韩骤心里一下就暖了,今墅安没有看轻他就好,不过他已经凉下去的脸又开始发红,这好好的怎么还玩上了cosplay,这老男人套路真多,真是羞耻。
须臾,他笑了下说:“那行吧今叔叔,请开始你的故事。”
今墅安拍了拍他的肩膀,平躺着用两只手垫头,娓娓讲述起一段尘封已久的故事。
那是1915年的夏天,x省首富家里迎来了个男孩,男孩行二,顶上还一个哥哥。
彼时正值动乱,人人自危,男孩虽生得富贵,却也前途未泯。他祖父见院中老树苍久百年依旧亭亭如盖,便为他取名“树”,寓意耐寒耐暑,长存常青。
“男孩姓……姓呢?”韩骤打断他。
“金。”今墅安盯着屋顶轻嗯。
“那他哥哥……叫什么?”韩骤心里又是紧张又是高兴,今墅安这是要讲家族历史了,虽然不知道为什么会从金树那里入手,但总归他好奇已久了,能听就行。不过另一方,他又害怕听到什么沉重的情节,他咬了下嘴唇,“我只是好奇,哥哥……如果不是重点,不说也没关系。”
“金照祥。”今墅安没有回避,他侧过头来,一只眼睛被胳膊挡住了,另一只陷在阴影里,深得看不到情绪,“金照祥比金树大三岁,生的时候正好赶上大清朝灭亡,国人迷乱之际,所以祖父就以‘照前路以祥安’为寓意为他取名。
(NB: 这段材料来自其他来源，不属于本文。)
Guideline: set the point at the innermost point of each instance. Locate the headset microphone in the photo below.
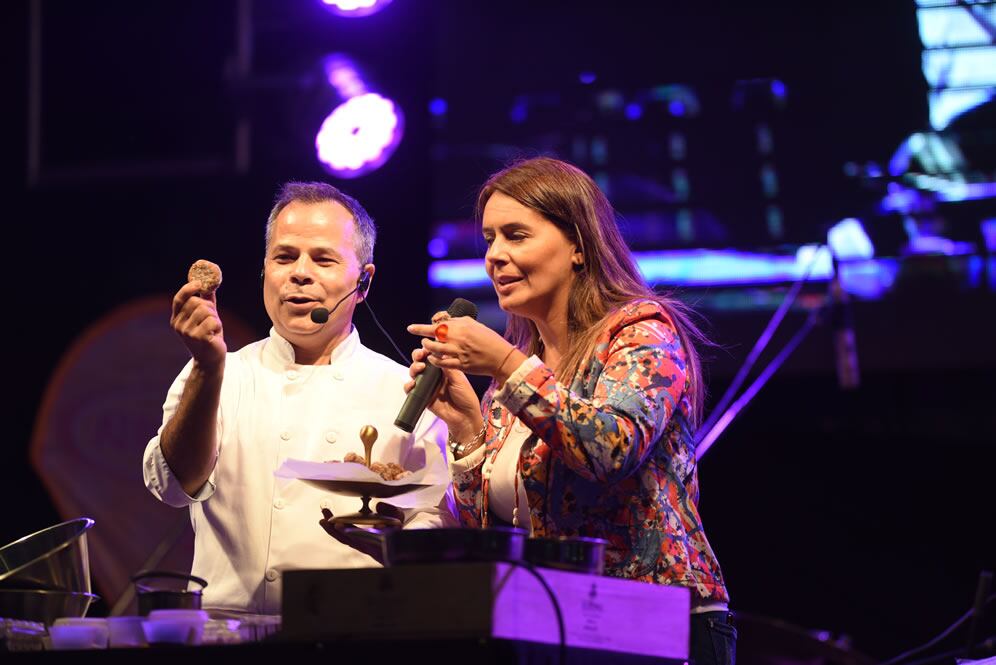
(321, 314)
”
今墅安说完就转过头去继续了。
“树虽然生在乱世,却与普通男孩一样活泼顽皮,自小就喜欢捉弄兄姊,好在他心思聪颖,智力过人,所以家中还是很看好他,请了不少名师来全方面辅导他。”
“战时生意难做,战时生意也好做,金家势大,在树渐渐长大的岁月中非但没有没落,反倒愈发壮大。”
“早在1896年,清廷就开始公派学者赴日留学,后来更是鼓励自费留学,那段留学热持续了很久,家中不错的少爷小姐都要去国外镀个金,有钱的去欧美,条件次些的去日本。树早早的就在工科与绘画方面展露天分,所以十六岁那年,他的老师就推荐他去美国就读康奈尔的建筑系。”
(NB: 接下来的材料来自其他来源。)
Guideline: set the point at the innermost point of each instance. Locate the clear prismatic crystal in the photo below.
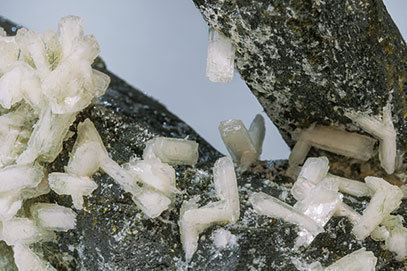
(244, 145)
(220, 63)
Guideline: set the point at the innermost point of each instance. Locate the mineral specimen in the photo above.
(220, 63)
(244, 146)
(173, 151)
(385, 200)
(194, 220)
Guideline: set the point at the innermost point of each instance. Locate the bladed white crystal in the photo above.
(386, 199)
(157, 175)
(195, 220)
(383, 129)
(360, 260)
(238, 142)
(53, 216)
(220, 62)
(174, 151)
(312, 172)
(257, 131)
(267, 205)
(76, 187)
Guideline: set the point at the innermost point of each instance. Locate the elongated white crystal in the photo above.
(359, 260)
(53, 216)
(9, 205)
(174, 151)
(298, 153)
(15, 130)
(397, 242)
(383, 129)
(26, 259)
(194, 220)
(157, 175)
(267, 205)
(220, 63)
(257, 131)
(16, 178)
(320, 204)
(76, 187)
(312, 172)
(88, 151)
(238, 142)
(226, 186)
(386, 199)
(337, 140)
(351, 187)
(151, 202)
(47, 138)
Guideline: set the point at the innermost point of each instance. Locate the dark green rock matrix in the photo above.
(112, 234)
(309, 61)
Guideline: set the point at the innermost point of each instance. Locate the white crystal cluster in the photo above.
(46, 79)
(319, 197)
(245, 146)
(157, 178)
(334, 140)
(194, 219)
(383, 129)
(220, 63)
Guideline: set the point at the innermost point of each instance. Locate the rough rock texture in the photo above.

“树的大学生活过得很潇洒,你知道,小少爷兜里揣着钞票,长得不错,年纪又小,终于脱离家中的管束,自然是天高任鸟,肆意过活。”
今墅安眯起眼浅浅的笑了下,眼睛完全沉溺在某段时空中,他的笑声轻飘飘散在空气里,仿佛是一段轻松愉悦的前奏。
“树的家族很传统,他们与洋人做生意,却拒绝让洋式生活传到家里。北方本身不像广州上海,这边的洋式会所本身就不多,加上家里管得紧,使得树到了国外后一度沉迷异国生活。”
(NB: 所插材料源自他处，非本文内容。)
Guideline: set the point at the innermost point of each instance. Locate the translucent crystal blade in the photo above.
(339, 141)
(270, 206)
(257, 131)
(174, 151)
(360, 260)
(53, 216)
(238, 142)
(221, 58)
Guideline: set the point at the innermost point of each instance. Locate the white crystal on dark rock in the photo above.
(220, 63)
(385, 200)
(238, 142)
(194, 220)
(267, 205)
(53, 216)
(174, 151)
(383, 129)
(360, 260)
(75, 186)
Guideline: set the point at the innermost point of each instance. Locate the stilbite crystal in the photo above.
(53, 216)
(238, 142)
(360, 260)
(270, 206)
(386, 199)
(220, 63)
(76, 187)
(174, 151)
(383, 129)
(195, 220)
“他参加了校皮划艇队,有段时间常与学校中的花花公子混在一块,去名品店里定制西装,在舞池中交会漂亮的男孩女孩,与他们喝红酒、吃西餐。他享受着用刀叉将带着血丝的牛肉细细割开,再放进嘴里的感觉,那种装模作样的滋味让他觉得新鲜,也觉得自己与国人不同,什么人间疾苦,早被遗忘脑后。”
“1935年临夏,树在毕业酒会上认识了乔治费因斯,一个来自英国的金发少年,那也是树第一次意识到自己的取向,他喜欢男人。”
今墅安眉头微微皱起,语气虽然还是清淡的,却不再轻松。身边的呼吸已经绵长了,他偏头,看见睡眼朦胧的韩骤,他还在强打着精神听他说话。
韩骤是真的挺想听今墅安把故事讲完的,但他也是真的很困,今墅安的声音太让人心安了,而故事的前缀绵长又无趣,他的心不知不觉就凝了。
他耷拉着眼,瞳孔毫无对焦的“哼”了一声,思绪混沌中将一条腿搭在了今墅安身上,半趴着含糊说:“天亮了么?几点了?”
“三点了,还早。”今墅安将枕在头下的手拿起来,在韩骤乱毛毛的后脑勺上轻轻摸了下,继续讲述自己的故事。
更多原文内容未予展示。